Flores never ran once at KU.
He was off the team before he was ever really on it. Coaches decided to dismiss him from the team before the first indoor race. Flores said he was dismissed for drinking and after marijuana was detected in a drug test. He said it could have been worse.
“There was so much stuff I did at KU, not even my coaches know about all of the stuff I was doing,” Flores said. “Stuff I didn’t even get in trouble for. Now all I can say is, ‘Wow.’ I really thought that I was doing something cool. I could have gotten in so much more trouble. I could have gotten hurt.”
Not much changed when he left to enroll at Kansas City Community College. He soon found himself in the same situation, surrounded by the wrong people without the ability to say no. Flores would run in three meets in his year at KCK.
Last spring, Flores pursued Wichita State coach Steve Rainbolt to talk about a possible return. He wasn’t proud of his past, but said the right things to convince WSU he was deserving of another chance.
“I do believe everything happens for a reason,” Flores said. “In some cases, I feel like I should have came to WSU first. But I’m kind of glad I didn’t because I was able to grow from what happened. I’m still growing and I still make mistakes, but nothing as major as what happened at KU.”
The prospect of returning home and recreating his life excited Flores.

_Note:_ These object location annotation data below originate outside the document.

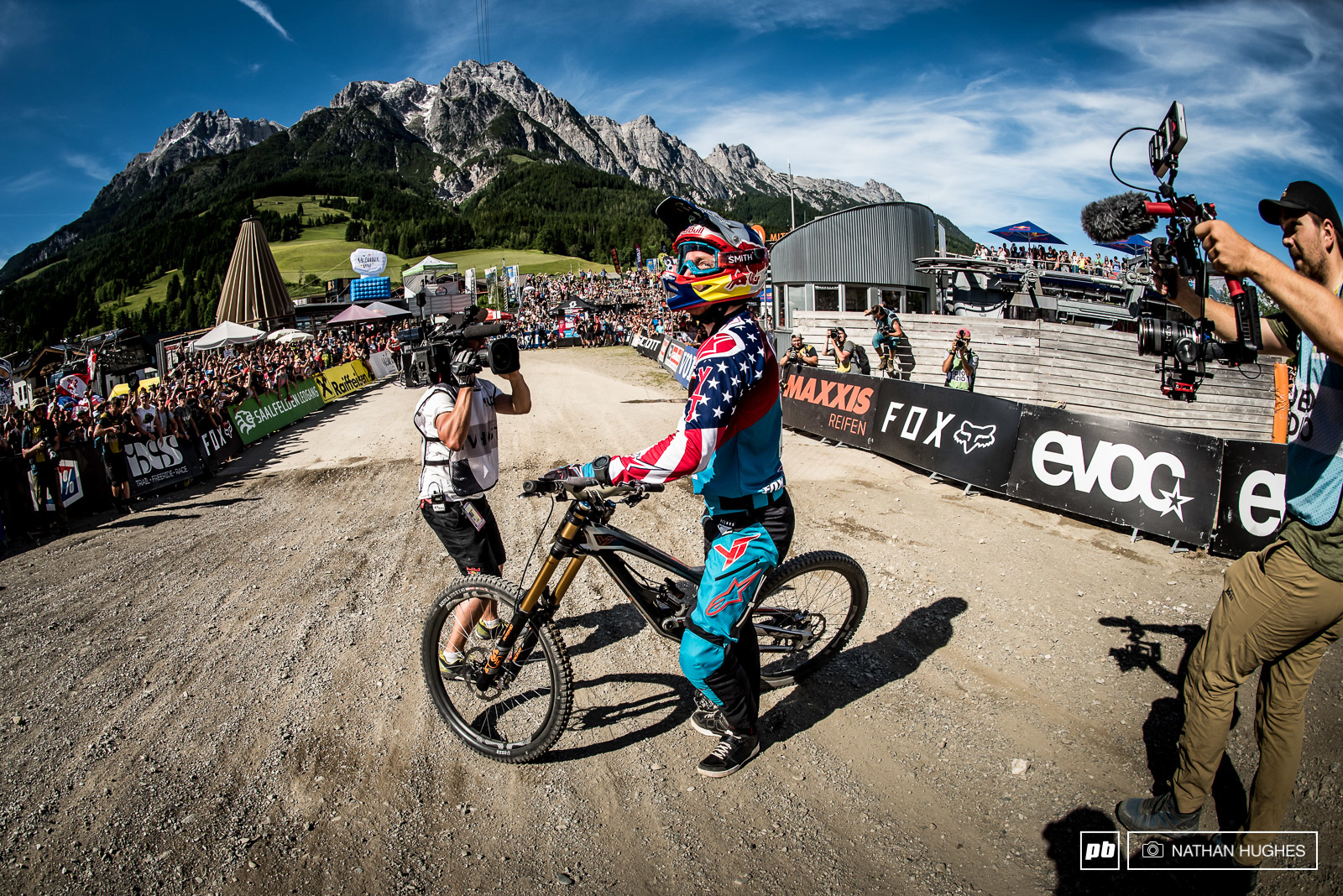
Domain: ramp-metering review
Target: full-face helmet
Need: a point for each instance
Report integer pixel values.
(731, 267)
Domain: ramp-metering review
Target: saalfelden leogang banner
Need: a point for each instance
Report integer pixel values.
(259, 419)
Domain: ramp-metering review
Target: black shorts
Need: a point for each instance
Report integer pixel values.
(118, 471)
(474, 550)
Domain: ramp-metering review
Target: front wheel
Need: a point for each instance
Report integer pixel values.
(520, 719)
(809, 609)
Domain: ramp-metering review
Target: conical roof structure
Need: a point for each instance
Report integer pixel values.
(254, 291)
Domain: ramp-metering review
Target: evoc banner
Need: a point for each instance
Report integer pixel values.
(342, 381)
(957, 434)
(1150, 477)
(829, 404)
(218, 443)
(159, 463)
(1253, 497)
(255, 419)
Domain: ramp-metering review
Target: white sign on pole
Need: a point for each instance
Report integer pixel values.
(368, 262)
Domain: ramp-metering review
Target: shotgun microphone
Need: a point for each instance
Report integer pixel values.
(1118, 217)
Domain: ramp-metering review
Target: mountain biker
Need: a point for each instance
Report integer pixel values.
(729, 440)
(461, 461)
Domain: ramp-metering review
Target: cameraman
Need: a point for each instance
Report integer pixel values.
(799, 353)
(1280, 607)
(456, 419)
(960, 364)
(839, 346)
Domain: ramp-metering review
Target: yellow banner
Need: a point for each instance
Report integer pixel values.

He enrolled in 14 hours of summer school and graduated from KCK.
But right before he was to begin the fall semester at Wichita State, Flores was involved in a serious car accident. The accident shook him to his core. The damages were more mental than physical (stitches up and down his arm with shards of glass still inside it).
Flores questioned himself, if he still had it in him to return. Then he found it, the extra drive that had gone missing up until the SPIRE Invitational on Feb. 11, where a furious comeback took from him from last to second.
“It made me believe what coach Bolt told me from the get-go,” Flores said. “He told me, ‘God doesn’t just give you talent and take it away.’ There’s still something deep within me and I just have to find it for myself. I’m looking for that deep inside me, but now I know it’s still there.”
The comeback isn’t complete.
But Flores is doing better in school, developing a stronger work ethic and cleansing himself of his troubled past. He said he no longer uses drugs. And last week he broke 48 seconds in the 400 to qualify for WSU’s conference team.
“I feel like he’s just grown up,” Rainbolt said. “He went through some very rough times and made a strong determination that he wanted to be a successful person. I think he just turned over a new leaf last summer.”
There are some people who still reject Flores. Friends have cut ties, convinced he can’t change.
It stings Flores. He wants to prove to everybody what he can be, but mostly he wants to prove to himself.
“I still wouldn’t say I’m that mature, but I definitely think things through a lot more now,” Flores said. “I feel like the reason why I have done so much better than anybody, even myself, thought this year is because I re-evaluated myself. I want to be proud of who I am and the choices I make. I’m trying to become the man I want to be in the future.”